Reading about Mosques being burnt in Sukabumi sounds like European Crusaders ransacking the Middle East. Mobs chanting kill, kill, kill and burn, burn, burn sounds like the KKK in the deep South. MUI members looking to reeducate Ahmadi followers sounds like Dutch Christian missionaries during colonial times. Most worryingly of all, banning a religion sounds like Wilders' legalistic racism.

To imagine, I almost went to Sukabumi on a couple of occasions while visiting Indonesia, a pal's cousin was studying at a pesentren there. Now? I wouldn't set foot in the place.

On the other hand I've heard a NU leader said that those attacking Ahmadis in Cirebon would have to go through him and his followers first. Indonesia needs more courageous people like him, but what good will his efforts be if SBY signs off on that law? Does he place himself and his followers between the Ahmadis and the police?

What happens if the Ahmadis refuse to apologise for their deeply held beliefs? Will SBY jail all 200k?
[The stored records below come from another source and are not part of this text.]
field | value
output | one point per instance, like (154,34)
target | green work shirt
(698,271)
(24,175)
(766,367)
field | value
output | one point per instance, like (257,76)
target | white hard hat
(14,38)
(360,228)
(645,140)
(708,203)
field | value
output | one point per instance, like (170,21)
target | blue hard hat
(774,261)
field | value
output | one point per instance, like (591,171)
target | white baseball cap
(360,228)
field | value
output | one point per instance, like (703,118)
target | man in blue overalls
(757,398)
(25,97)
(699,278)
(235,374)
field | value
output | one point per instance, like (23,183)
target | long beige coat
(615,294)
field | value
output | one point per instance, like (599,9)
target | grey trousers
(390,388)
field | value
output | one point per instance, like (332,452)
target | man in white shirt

I love Indonesia. Part of the fascination is that Indonesia at times resembles a car wreck which I can't take my eyes from, I have to admit it's a morbid fascination, but now I feel I've almost had enough.


Elyani said...

The problem is many of the what so called religious leaders (read: MUI) here have a very miopic view on what freedom of religion is. Do you know that churches are not allowed to be built even if the parish has money to do so? However, mosques are built everywhere even to the point asking money on the streets (in my province) by blocking half of the road so your car will slowing down? Silly? what is not silly about this country?

johnorford said...

i'm aware of the churches problem, but stopping cars is news to me... hrmph...

Marisa said...

Thanks for loving Indonesia!

Most likely to be a love-and-hate relationship, where one goes psycho and the other is too bloody emotionally unavailable.

johnorford said...

hehe, yep :)

oigal said...

"of the fascination is that Indonesia at times resembles a car wreck which I can't take my eyes from, I have to admit it's a morbid fascination, but now I feel I've almost had enough."

Too true!

Dominic said...

Very interesting letter to the editor in Jkt post a couple of days ago basically pointing out that the whole thing revolves around a power struggle due to the Mullahs not liking the idea that the Ahmadis don't have Mullahs, and as such, don't create the power bases the Mullahs have in the more traditional Islam.
Thus, this isnt about religion, its about a small group of men who like the power and prestige of their religious office and are happy to cut off at the knees anyone/any group who threatens the status quo.
Sad stuff but a drama that has been played out again and again through the ages across almost all religions.

johnorford said...

yeh i read an interesting blog post on the subject. which came to a similar conclusion.

i don't understand how unelected ppl can cause so much havoc in broadly civil societies.